Tıbbî zorunluluklar ve kanunda yazılı haller dışında, kişinin vücut bütünlüğüne dokunulamaz; rızası olmadan bilimsel ve tıbbî deneylere tâbi tutulamaz.

Kimseye işkence ve eziyet yapılamaz; kimse insan haysiyetiyle bağdaşmayan bir cezaya veya muameleye tâbi tutulamaz.

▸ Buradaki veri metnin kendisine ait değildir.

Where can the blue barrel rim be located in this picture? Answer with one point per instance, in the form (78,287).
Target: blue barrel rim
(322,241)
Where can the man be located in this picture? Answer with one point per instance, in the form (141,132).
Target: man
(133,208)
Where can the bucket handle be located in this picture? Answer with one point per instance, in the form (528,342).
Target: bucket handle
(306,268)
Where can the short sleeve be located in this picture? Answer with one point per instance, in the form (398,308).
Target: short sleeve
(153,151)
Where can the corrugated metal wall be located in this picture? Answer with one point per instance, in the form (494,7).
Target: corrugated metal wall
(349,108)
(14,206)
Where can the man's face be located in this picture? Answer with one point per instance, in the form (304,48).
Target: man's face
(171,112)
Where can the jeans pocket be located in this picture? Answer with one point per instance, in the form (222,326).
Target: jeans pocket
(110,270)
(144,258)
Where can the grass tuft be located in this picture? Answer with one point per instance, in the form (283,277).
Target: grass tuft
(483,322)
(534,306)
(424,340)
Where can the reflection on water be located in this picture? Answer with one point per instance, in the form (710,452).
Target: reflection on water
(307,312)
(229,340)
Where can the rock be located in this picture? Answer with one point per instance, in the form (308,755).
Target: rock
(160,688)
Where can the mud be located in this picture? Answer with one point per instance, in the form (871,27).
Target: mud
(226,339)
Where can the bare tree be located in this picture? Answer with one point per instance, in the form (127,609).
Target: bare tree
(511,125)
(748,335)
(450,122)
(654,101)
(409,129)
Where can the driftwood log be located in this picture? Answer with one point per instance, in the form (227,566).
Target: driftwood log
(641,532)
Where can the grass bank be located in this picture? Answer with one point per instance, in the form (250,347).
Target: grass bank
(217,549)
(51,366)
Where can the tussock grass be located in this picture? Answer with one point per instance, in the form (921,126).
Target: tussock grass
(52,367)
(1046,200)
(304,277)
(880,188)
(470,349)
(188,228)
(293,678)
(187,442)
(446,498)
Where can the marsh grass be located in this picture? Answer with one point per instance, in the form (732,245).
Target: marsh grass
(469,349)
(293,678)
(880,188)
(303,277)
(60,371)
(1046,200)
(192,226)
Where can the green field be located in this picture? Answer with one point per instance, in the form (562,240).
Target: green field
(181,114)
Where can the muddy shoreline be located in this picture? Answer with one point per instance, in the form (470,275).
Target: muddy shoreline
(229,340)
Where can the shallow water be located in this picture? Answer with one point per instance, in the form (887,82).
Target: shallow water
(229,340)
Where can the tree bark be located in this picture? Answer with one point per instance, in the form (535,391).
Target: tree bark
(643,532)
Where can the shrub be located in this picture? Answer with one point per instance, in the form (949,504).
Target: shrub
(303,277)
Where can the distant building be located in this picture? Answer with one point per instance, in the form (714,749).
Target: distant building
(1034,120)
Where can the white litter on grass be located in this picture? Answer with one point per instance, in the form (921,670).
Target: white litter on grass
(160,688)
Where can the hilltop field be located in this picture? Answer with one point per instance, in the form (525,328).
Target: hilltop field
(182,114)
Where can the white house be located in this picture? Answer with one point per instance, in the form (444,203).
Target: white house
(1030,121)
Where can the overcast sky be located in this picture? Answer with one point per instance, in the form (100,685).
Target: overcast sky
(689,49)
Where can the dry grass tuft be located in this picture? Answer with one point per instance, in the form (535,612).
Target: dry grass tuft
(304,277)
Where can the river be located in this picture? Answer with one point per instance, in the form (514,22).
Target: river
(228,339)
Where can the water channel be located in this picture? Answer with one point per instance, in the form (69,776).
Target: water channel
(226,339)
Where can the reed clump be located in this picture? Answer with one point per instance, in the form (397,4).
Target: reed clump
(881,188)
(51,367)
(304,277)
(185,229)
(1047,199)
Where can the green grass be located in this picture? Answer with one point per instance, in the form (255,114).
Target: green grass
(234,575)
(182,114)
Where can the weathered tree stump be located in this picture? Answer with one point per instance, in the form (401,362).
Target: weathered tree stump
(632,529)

(Değişik: 7.5.2004-5170/3 md.) Meşrû müdafaa hali, yakalama ve tutuklama kararlarının yerine getirilmesi, bir tutuklu veya hükümlünün kaçmasının önlenmesi, bir ayaklanma veya isyanın bastırılması, sıkıyönetim veya olağanüstü hallerde yetkili merciin verdiği emirlerin uygulanması sırasında silah kullanılmasına kanunun cevaz verdiği zorunlu durumlarda meydana gelen öldürme fiilleri, birinci fıkra hükmü dışındadır.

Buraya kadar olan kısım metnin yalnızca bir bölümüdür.